# Custom Models and Layers

Here we introduce how to write custom models and layers. 

In [1]:
import numpy as np
import tensorflow as tf
from pprint import pprint
from functools import reduce

## 1 Model class

Recall the earlier example of training a linear regression model in [notbook 1](./1_Tensors_Variables_Operations_and_AutoDiff.ipynb). In cell 24 we **defined and initialized the variables of the model**, and we also **specified the model's forward pass**(ie, given inputs, how the model computes the outputs using its variables.) 

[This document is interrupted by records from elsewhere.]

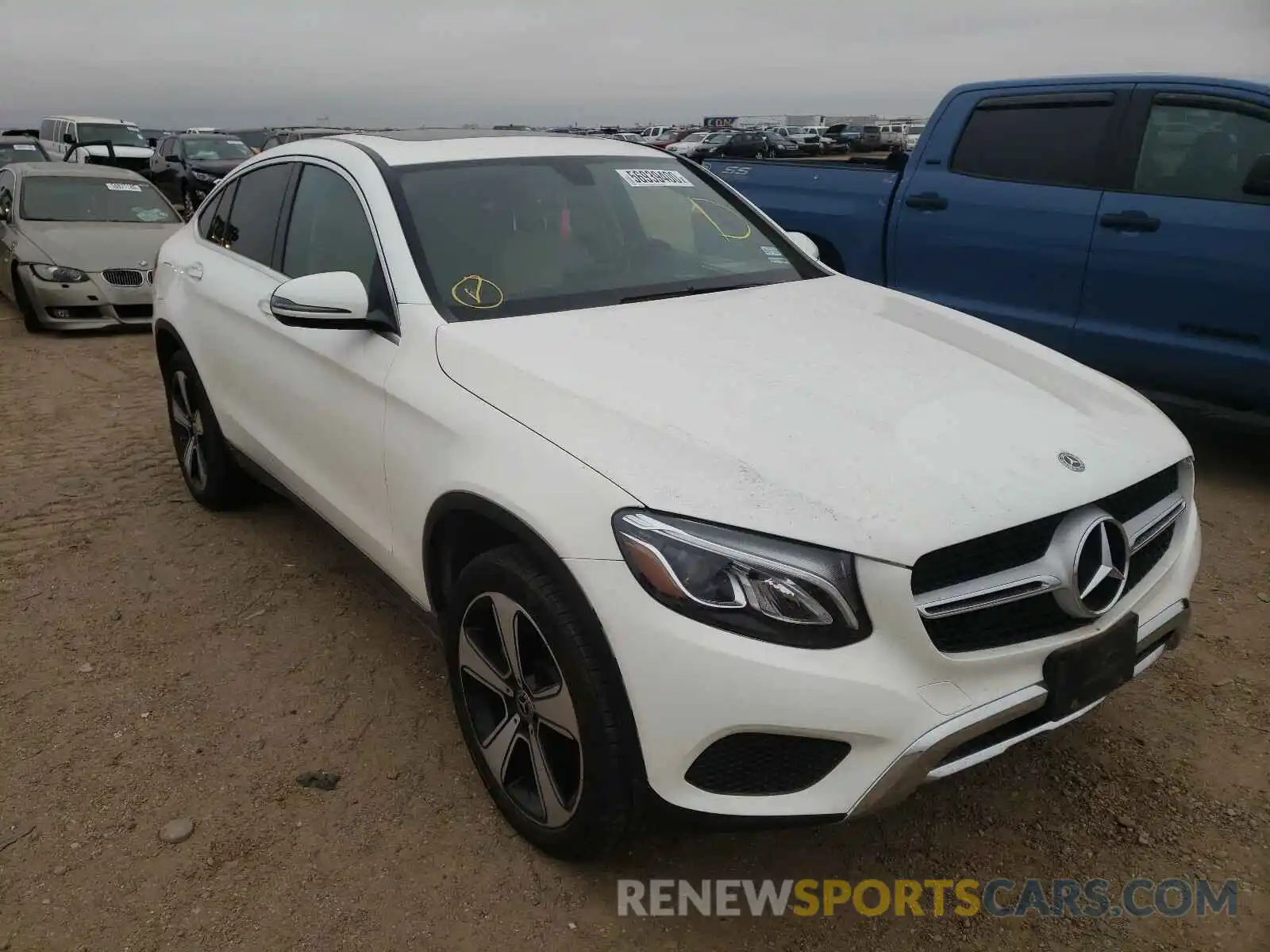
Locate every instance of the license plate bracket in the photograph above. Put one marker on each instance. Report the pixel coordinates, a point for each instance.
(1077, 676)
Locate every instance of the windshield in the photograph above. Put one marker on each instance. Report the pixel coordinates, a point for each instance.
(516, 236)
(74, 198)
(21, 152)
(114, 132)
(215, 149)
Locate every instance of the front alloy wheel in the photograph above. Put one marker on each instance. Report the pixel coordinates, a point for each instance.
(187, 432)
(541, 704)
(520, 708)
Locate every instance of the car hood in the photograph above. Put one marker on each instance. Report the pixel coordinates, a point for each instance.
(121, 152)
(829, 410)
(94, 247)
(220, 167)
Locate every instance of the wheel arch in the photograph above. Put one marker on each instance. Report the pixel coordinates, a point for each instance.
(167, 343)
(464, 524)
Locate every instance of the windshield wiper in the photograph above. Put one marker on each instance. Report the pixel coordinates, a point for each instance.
(690, 290)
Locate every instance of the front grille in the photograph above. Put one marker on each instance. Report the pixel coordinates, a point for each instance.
(765, 765)
(1037, 617)
(125, 277)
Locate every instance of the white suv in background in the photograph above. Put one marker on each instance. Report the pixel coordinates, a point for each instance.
(702, 520)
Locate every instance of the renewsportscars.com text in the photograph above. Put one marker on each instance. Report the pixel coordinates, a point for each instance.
(997, 898)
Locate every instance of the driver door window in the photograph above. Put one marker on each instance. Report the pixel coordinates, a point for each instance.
(1203, 150)
(329, 232)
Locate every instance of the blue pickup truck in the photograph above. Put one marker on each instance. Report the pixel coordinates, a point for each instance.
(1122, 220)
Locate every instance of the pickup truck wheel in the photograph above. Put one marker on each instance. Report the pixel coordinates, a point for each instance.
(29, 319)
(206, 463)
(537, 708)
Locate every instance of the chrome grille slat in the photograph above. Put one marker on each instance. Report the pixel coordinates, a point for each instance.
(125, 277)
(964, 609)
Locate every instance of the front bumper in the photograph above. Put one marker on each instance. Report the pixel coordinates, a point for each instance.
(910, 712)
(90, 304)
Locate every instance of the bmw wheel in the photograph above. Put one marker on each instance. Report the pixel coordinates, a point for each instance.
(539, 708)
(29, 317)
(211, 475)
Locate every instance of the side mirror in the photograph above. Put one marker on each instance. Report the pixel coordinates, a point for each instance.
(1257, 183)
(332, 300)
(804, 244)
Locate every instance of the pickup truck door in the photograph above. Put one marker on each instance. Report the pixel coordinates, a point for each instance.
(1178, 291)
(997, 211)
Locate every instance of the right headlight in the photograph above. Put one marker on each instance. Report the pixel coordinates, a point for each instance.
(55, 273)
(764, 588)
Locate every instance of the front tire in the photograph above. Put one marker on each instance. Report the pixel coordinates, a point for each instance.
(206, 463)
(539, 708)
(29, 317)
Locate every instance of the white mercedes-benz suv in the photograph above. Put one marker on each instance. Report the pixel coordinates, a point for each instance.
(705, 524)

These two can be better organized in a `model` class by subclass `tf.keras.Model`. 

In [2]:
true_weights = tf.constant([1,2,3,4,5], dtype=tf.float32)[:, tf.newaxis]
x = tf.constant(tf.random.uniform((32, 5)), dtype=tf.float32)
y = tf.constant(x @ true_weights, dtype=tf.float32)

With custom model class, we initialize the variables of the model in the `__init__` constructor and implement the forward pass in the `call` method.

In [3]:
class LinearModel(tf.keras.Model):
    def __init__(self, input_dim, output_dim, **kwargs):
        super(LinearModel, self).__init__(**kwargs)
        self.w = tf.Variable(tf.random.uniform((input_dim, output_dim)), dtype=tf.float32)
    
    @tf.function
    def call(self, x):
        return tf.matmul(x, self.w)

We can access the variables of the model throught the `.variables` property.

In [4]:
model = LinearModel(input_dim=5, output_dim=1)    
model.variables

[<tf.Variable 'Variable:0' shape=(5, 1) dtype=float32, numpy=
 array([[0.7385192 ],
        [0.09546971],
        [0.5498091 ],
        [0.6976471 ],
        [0.6082227 ]], dtype=float32)>]

And we can do the forward pass on data with the model object, just as if the model is a function.

In [5]:
o = model(x)
print(o[:5])

tf.Tensor(
[[1.7299302]
 [1.3127615]
 [1.4112923]
 [1.5546852]
 [1.3384575]], shape=(5, 1), dtype=float32)


With this model object, we need to modify the previous training loop to train it. Note that both `model.variables` and `gradients` are lists, so we are doing updates in a loop. 

This looping over the coupling of variables and gradients weill be more clear with next example.

In [6]:
def train(x, y, model, learning_rate=.01, max_epochs=10000, min_tol=1e-3, verbose=1000):
    best_loss = None
    for it in range(max_epochs):
        with tf.GradientTape() as tape:
            y_hat = model(x)
            loss = tf.reduce_mean(tf.square(y - y_hat))
            
        if not best_loss or best_loss > loss.numpy():
            best_loss = loss.numpy()
        if best_loss < min_tol:
            if verbose: print('terminated as loss less than minimal tolerance')
            break
            
        if verbose and not (it % verbose): 
            print('mse loss at iteration {} is {:5.4f}'.format(it, loss))
        
        gradients = tape.gradient(loss, model.variables)
        for variables, grads in zip(model.variables, gradients):
            variables.assign_add(-learning_rate * grads)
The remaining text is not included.